I think that in Leviathan, Hobbes’s text suggests and his political philosophy needs God to command the laws of nature in order for them to be obligatory. If the laws of nature do not genuinely oblige, I think Hobbes’s comment that obligations arise from laying down one’s rights does not ground the force that obligation requires.
Day’s last point, that Hobbes was motivated by “the inherited duties, born of local attachment, and constitutive of belonging, … duties we did not choose” and so on is probably true. There is a disconnect, I think, between the stuff of a person’s life lived among other people and Hobbes’s abstract political theory.
Gabriella Slomp helpfully summarized my book’s content.
Her question about the relative helpfulness of interpretations stimulated by political context of an interpreter directly relates to her own scholarly work, e.g., “The Liberal Slip of Thomas Hobbes’s Authoritarian Pen,” Critical Review of International Social and Political Philosophy (2010), in which she argues that Carl Schmitt was right to hold that Hobbes’s individualism undermines his argument for an absolute state, but not for the reason Schmitt gave. Many political theorists are interested in Schmitt’s political theory and his interpretation of Hobbes; their work on these topics often results in some judgment about Hobbes’s political philosophy. I do not deny that an “examination of historical context” of commentators who are centuries removed from Hobbes may sometimes yield helpful perspectives. But I think that studying Hobbes in his actual historical context is a more efficient and reliable way of coming to understand his views. Philosophia longa; vita brevis.
Every method of interpretation has dangers. One danger in privileging someone like Schmitt is using his misleading terminology to describe Hobbes’s views. I think Slomp does so when she says that, “in Hobbes’s argument, the individual (and not the state) is sovereign,” because sovereignty indicates political authority, and subjects as subjects have no political authority according to Hobbes.

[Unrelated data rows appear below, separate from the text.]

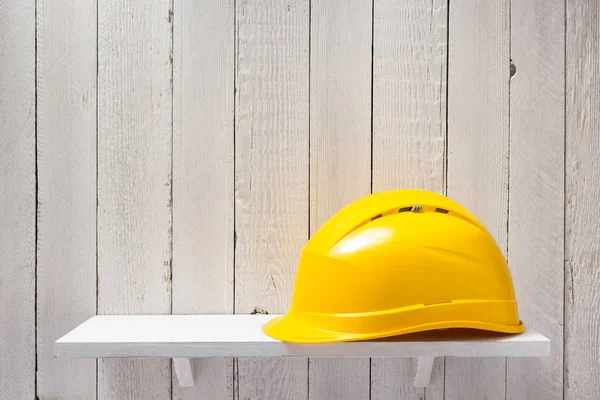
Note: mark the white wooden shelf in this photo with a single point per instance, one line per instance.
(182, 337)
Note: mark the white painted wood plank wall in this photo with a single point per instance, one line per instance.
(340, 149)
(18, 200)
(66, 215)
(205, 141)
(536, 195)
(134, 181)
(271, 177)
(478, 137)
(409, 137)
(203, 177)
(582, 251)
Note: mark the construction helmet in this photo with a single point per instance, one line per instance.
(398, 262)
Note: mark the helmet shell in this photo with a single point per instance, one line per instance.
(398, 262)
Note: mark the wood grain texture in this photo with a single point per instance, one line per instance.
(478, 142)
(340, 148)
(536, 214)
(18, 200)
(203, 177)
(582, 322)
(134, 181)
(271, 182)
(66, 143)
(409, 136)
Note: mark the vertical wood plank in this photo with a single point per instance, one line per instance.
(66, 134)
(478, 134)
(203, 177)
(134, 181)
(536, 214)
(18, 200)
(409, 137)
(271, 166)
(582, 323)
(340, 149)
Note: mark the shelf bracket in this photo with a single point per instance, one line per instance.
(424, 370)
(183, 370)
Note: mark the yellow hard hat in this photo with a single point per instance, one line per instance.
(398, 262)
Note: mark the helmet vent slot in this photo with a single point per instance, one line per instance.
(437, 302)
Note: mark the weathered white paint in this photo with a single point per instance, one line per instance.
(478, 134)
(409, 134)
(340, 148)
(271, 176)
(582, 269)
(66, 143)
(203, 175)
(424, 370)
(134, 181)
(17, 201)
(536, 194)
(132, 116)
(242, 336)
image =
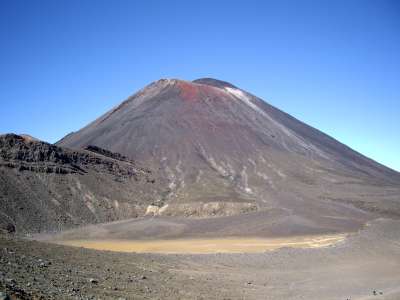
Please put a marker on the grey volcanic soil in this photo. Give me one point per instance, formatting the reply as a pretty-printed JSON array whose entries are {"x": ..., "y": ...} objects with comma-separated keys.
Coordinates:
[{"x": 367, "y": 261}]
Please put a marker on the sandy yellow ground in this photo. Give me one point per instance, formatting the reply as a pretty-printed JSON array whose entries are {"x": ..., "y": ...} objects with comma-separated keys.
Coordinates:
[{"x": 228, "y": 245}]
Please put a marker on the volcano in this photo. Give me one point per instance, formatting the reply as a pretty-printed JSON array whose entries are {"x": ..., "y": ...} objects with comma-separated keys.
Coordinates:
[{"x": 225, "y": 152}]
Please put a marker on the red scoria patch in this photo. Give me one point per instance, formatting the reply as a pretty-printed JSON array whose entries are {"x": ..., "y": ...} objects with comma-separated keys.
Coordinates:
[{"x": 188, "y": 90}]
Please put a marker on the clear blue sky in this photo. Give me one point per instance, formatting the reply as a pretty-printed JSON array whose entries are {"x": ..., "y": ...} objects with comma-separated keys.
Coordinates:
[{"x": 332, "y": 64}]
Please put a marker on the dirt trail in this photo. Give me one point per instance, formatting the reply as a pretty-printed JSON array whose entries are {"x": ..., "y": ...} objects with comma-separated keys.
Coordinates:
[{"x": 195, "y": 246}]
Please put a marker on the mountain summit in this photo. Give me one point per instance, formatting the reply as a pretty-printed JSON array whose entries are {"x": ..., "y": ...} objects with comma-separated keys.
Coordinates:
[{"x": 224, "y": 152}]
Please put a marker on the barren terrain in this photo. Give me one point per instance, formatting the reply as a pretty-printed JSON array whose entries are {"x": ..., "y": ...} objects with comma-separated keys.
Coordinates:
[{"x": 366, "y": 265}]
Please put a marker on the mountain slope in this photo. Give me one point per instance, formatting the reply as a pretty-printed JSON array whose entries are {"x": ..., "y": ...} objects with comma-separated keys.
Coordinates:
[
  {"x": 224, "y": 151},
  {"x": 45, "y": 187}
]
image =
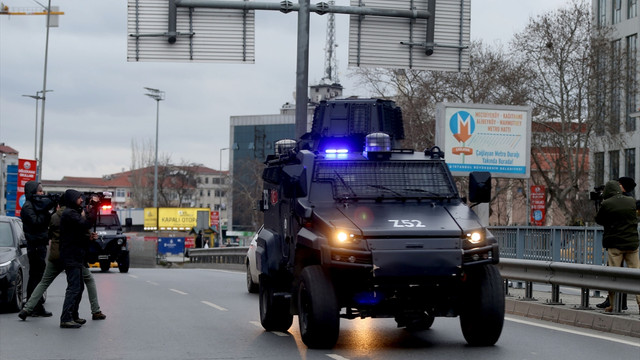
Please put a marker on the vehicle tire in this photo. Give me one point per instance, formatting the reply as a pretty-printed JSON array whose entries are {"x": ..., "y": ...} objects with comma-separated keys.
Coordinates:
[
  {"x": 123, "y": 263},
  {"x": 105, "y": 265},
  {"x": 482, "y": 312},
  {"x": 251, "y": 286},
  {"x": 274, "y": 311},
  {"x": 17, "y": 301},
  {"x": 319, "y": 315}
]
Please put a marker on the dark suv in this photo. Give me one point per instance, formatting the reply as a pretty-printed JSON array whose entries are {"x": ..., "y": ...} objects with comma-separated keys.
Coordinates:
[
  {"x": 354, "y": 228},
  {"x": 111, "y": 245}
]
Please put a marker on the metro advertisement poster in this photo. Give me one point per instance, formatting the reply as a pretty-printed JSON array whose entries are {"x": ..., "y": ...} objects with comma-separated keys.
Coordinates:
[
  {"x": 477, "y": 137},
  {"x": 27, "y": 171}
]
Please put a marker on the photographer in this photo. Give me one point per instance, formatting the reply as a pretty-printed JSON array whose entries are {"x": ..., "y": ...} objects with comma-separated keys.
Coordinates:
[
  {"x": 618, "y": 217},
  {"x": 35, "y": 215},
  {"x": 75, "y": 223}
]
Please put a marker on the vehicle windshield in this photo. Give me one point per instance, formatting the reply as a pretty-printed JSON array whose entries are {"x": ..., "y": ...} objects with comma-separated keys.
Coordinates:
[
  {"x": 107, "y": 220},
  {"x": 386, "y": 179},
  {"x": 6, "y": 235}
]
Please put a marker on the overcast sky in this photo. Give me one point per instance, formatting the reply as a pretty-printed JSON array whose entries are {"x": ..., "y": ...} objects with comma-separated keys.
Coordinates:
[{"x": 98, "y": 107}]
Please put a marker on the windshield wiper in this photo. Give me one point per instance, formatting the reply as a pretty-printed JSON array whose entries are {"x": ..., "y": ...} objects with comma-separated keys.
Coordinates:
[
  {"x": 382, "y": 187},
  {"x": 345, "y": 184}
]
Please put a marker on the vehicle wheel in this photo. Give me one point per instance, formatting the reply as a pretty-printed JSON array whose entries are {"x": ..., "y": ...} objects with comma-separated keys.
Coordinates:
[
  {"x": 319, "y": 315},
  {"x": 105, "y": 265},
  {"x": 251, "y": 286},
  {"x": 274, "y": 311},
  {"x": 17, "y": 301},
  {"x": 482, "y": 313},
  {"x": 123, "y": 263}
]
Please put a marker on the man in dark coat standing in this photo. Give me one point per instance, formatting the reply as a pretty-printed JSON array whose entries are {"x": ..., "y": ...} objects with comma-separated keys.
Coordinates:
[
  {"x": 617, "y": 215},
  {"x": 74, "y": 242},
  {"x": 35, "y": 215}
]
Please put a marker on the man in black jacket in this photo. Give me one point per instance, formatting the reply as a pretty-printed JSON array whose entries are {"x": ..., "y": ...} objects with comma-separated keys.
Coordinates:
[
  {"x": 74, "y": 242},
  {"x": 35, "y": 215}
]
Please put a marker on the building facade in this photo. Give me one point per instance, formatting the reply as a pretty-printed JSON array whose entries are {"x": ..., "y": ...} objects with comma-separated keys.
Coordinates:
[{"x": 616, "y": 150}]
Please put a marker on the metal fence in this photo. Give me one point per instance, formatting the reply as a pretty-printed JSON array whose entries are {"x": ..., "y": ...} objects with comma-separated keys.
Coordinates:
[{"x": 569, "y": 244}]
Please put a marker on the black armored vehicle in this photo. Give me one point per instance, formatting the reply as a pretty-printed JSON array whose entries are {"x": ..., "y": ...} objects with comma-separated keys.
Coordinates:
[
  {"x": 111, "y": 245},
  {"x": 354, "y": 228}
]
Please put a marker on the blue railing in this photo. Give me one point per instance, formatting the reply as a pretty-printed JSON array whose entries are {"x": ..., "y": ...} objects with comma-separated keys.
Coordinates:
[{"x": 570, "y": 244}]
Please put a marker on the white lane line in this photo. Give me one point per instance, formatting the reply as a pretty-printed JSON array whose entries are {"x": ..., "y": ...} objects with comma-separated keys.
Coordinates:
[
  {"x": 576, "y": 332},
  {"x": 214, "y": 305},
  {"x": 278, "y": 333},
  {"x": 337, "y": 357}
]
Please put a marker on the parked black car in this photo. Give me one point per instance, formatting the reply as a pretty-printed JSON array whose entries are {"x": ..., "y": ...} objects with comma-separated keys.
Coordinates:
[
  {"x": 111, "y": 245},
  {"x": 14, "y": 264}
]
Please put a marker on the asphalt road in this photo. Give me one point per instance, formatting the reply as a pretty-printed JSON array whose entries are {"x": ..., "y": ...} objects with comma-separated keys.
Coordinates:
[{"x": 208, "y": 314}]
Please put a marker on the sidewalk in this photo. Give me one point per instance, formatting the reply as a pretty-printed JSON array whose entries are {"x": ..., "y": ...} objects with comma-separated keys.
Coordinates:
[{"x": 625, "y": 323}]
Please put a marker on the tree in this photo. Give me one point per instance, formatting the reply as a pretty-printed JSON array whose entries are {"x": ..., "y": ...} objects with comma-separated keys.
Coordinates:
[{"x": 562, "y": 53}]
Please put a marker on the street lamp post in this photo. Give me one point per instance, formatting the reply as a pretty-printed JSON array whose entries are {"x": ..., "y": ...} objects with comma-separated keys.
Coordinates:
[
  {"x": 37, "y": 97},
  {"x": 158, "y": 96},
  {"x": 220, "y": 205}
]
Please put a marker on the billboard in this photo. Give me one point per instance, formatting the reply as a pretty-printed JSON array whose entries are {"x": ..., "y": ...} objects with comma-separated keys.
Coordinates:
[
  {"x": 477, "y": 137},
  {"x": 26, "y": 172},
  {"x": 172, "y": 218}
]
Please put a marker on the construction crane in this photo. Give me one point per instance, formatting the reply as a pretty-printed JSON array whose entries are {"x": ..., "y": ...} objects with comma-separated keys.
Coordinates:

Concerning the extent to which “Strauss’s context shed light on his interpretation of Hobbes,” an informative answer would require detailed knowledge of Strauss and his context, neither of which I have. The same applies to Schmitt and possibly Taylor and their contexts. I have read most of Strauss’s works on Hobbes and some of Schmitt’s and have not found them helpful. Reading those theorists may be the occasion for becoming clear about Hobbes’s thought, but it rarely is the reason for clarity.
As for “evidence that the rise of fundamentalism in contemporary politics has contributed to the recent increase of interest in Hobbes’s views on religion and Christianity,” I don’t think the influence is important either directly or indirectly. I doubt that many evangelical Christians read philosophy and have seen little evidence that contemporary Hobbes scholars care much about evangelical views. I think that Hobbes scholars should care about Hobbes’s religious views because he undoubtedly cared about religion. A more intense study of the religious thinkers in Hobbes’s context is time better spent.
I am not sure that all times of crisis produce innovative political philosophy. Western Europe between 450 CE and 1200 CE included times of crisis but did not produce any innovative political philosophy. It is true that “we wouldn’t have the Leviathan (at least in its present form) if there hadn’t been an English civil war” whether we take “a Voegelian perspective” or not.I think reading Hobbes’s texts closely within the political, religious, scientific, and literary contexts that affected him is the best way to interpret him.
Al Martinich (University of Texas at Austin)
 Andrew Day writes, “I disagree with Martinich that Hobbes ever said, or appeared to say, that the sovereign by acquisition is party to the sovereign-making covenant.” For the sake of discussion, I conceded to Bernard Gert, David Gauthier, Gregory Kavka, S. A. Lloyd, and others that Hobbes’s thought or language is perplexing.